Historically, community colleges have lower graduation rates than traditional four-year colleges and universities. Students start at community colleges for basic courses, then transfer to a traditional university. Student demographics tend to be older, less wealthy, and more students have part- or full-time jobs.

Community colleges have the lowest cost of attendance, and their net cost of attendance have declined 20 percent since the 2004-2005 school year. Yet they have the highest incidents of student-loan default rates.

More students drop out than graduate. After six years, almost 40 percent of community college students have graduated at their original institution or another institution, but almost 43 percent have dropped out.

Increasing funding for community college without addressing the system’s problems, then, could make future students worse off.
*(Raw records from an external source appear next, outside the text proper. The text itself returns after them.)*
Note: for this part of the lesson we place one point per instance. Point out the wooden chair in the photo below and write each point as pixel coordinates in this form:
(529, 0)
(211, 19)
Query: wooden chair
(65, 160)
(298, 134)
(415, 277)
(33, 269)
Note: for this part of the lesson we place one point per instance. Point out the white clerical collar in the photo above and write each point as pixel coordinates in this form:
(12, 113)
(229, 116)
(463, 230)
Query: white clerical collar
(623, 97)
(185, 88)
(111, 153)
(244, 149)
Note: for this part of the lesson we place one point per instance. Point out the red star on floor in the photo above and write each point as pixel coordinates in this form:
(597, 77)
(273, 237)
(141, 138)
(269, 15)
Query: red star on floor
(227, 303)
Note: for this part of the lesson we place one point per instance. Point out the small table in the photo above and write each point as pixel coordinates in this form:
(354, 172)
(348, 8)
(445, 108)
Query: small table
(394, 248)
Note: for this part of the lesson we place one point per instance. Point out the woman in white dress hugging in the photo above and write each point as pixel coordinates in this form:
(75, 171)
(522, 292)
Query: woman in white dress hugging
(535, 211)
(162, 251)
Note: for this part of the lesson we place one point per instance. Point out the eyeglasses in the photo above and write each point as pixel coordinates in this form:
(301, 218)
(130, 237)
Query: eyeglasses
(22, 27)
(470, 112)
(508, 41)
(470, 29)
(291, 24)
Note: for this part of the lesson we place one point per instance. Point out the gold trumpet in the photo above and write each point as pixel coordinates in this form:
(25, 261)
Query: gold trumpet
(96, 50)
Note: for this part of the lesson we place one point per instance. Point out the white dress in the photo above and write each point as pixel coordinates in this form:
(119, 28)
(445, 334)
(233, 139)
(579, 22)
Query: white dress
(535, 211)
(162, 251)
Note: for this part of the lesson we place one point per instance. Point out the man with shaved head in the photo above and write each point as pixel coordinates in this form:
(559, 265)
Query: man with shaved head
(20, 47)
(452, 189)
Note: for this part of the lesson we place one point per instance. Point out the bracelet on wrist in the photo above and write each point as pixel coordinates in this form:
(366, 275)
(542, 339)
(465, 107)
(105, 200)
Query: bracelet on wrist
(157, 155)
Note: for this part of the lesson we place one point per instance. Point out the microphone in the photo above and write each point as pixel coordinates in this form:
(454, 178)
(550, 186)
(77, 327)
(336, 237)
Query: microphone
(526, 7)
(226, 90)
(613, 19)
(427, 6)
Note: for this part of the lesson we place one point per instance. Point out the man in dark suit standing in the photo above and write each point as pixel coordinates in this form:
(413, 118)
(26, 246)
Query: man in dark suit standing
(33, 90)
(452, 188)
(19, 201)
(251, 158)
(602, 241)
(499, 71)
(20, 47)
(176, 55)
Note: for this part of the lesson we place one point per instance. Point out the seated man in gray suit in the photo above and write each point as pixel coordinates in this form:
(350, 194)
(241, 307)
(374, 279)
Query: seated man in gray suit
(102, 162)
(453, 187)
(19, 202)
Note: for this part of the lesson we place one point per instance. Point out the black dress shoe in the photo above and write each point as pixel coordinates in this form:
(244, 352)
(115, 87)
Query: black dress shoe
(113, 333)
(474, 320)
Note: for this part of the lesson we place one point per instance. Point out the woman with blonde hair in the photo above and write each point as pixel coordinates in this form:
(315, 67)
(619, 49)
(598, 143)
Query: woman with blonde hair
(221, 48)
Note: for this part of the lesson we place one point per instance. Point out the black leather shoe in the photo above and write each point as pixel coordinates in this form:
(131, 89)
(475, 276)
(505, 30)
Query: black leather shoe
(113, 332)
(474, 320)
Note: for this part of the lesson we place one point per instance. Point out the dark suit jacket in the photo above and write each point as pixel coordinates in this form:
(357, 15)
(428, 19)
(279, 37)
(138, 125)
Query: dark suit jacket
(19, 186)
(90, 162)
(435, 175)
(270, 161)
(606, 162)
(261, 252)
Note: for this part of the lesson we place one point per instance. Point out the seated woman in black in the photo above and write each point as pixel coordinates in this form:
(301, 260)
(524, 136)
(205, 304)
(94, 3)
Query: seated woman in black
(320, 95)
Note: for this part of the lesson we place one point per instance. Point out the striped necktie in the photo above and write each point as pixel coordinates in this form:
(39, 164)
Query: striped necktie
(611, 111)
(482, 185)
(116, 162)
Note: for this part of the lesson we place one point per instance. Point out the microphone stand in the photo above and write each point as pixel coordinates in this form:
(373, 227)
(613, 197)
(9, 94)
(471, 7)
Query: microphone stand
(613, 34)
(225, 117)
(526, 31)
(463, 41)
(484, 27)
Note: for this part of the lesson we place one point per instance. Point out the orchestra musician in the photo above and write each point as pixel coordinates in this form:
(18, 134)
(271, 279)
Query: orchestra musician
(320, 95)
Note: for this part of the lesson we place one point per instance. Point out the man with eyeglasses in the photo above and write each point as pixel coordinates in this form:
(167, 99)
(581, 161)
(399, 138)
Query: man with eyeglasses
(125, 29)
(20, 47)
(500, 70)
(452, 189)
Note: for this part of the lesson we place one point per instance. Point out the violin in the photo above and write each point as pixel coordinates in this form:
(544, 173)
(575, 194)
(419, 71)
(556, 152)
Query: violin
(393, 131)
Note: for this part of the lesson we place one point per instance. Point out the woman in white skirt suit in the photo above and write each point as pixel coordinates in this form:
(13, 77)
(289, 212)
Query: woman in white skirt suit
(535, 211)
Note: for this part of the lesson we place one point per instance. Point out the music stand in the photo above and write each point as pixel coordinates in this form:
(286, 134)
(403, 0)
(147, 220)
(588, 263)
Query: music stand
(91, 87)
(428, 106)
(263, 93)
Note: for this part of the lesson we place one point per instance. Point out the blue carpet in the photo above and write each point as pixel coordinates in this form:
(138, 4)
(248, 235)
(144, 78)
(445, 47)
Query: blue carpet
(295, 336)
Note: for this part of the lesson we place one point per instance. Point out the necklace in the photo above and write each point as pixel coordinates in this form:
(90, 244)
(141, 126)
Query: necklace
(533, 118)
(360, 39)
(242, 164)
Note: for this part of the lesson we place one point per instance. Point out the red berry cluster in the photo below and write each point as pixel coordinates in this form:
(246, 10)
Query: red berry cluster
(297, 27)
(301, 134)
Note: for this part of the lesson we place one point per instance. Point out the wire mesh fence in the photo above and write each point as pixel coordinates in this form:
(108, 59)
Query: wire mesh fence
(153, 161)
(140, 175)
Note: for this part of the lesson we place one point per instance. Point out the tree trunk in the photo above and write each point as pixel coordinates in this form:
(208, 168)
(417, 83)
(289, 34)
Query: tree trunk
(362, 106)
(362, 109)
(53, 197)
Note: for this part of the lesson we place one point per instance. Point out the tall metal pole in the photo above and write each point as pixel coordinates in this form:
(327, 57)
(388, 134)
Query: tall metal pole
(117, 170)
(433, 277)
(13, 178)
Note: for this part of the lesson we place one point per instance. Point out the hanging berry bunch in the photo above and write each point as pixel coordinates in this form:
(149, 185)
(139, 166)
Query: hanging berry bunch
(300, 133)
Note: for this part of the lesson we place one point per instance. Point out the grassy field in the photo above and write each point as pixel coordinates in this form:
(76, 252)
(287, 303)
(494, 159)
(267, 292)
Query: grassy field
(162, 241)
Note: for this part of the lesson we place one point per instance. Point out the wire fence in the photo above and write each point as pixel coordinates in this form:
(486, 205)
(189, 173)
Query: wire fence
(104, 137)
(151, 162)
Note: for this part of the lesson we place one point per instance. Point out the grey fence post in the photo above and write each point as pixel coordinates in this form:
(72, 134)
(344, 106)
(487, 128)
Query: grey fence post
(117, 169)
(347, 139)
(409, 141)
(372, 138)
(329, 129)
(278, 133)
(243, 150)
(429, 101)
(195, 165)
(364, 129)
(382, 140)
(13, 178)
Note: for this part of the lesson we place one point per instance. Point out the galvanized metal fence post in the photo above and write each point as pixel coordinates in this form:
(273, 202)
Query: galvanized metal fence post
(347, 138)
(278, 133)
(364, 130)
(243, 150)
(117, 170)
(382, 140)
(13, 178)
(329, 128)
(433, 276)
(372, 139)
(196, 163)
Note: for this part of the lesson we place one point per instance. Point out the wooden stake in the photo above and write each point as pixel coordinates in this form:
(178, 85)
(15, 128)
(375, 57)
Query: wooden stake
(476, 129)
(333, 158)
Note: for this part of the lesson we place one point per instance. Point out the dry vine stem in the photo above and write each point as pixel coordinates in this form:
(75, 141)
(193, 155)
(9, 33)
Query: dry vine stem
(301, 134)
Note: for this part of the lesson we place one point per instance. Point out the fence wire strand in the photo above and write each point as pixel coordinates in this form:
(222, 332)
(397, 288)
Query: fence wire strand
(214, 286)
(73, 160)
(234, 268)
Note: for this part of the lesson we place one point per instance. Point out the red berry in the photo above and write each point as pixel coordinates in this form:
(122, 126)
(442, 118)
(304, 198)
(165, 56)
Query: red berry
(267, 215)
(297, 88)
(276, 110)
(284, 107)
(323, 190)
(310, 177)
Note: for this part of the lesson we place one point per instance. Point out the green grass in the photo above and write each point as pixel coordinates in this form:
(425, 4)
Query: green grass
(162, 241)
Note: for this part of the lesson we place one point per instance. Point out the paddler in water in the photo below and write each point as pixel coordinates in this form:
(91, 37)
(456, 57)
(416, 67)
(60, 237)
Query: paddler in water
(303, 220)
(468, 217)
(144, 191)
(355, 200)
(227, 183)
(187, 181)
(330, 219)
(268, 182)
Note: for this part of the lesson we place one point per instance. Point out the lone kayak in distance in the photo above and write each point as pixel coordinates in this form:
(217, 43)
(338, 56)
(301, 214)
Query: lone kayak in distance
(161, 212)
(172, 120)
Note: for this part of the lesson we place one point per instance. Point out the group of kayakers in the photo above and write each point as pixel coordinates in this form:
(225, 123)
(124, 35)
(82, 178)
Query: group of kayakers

If a student takes on loans but doesn’t graduate, they have a financial burden without gaining skills or credentials.

Given that community colleges serve a disproportionate among of low-income, older, and non-traditional students, increased reliance on community colleges could make the poor poorer and worsen their career prospects.

To address these problems, Bellin advocates funding incentives for above-average performance, restrict loan availability for under-performing colleges, and more active advising and counseling.

“Any attempt to enroll more students in community colleges should be coupled with measures to improve outcomes,” Bellin writes.

Recent experiments in Tennessee and Texas to encourage community college attendance should take heed with an eye to quality and consequences, not just improved enrollments.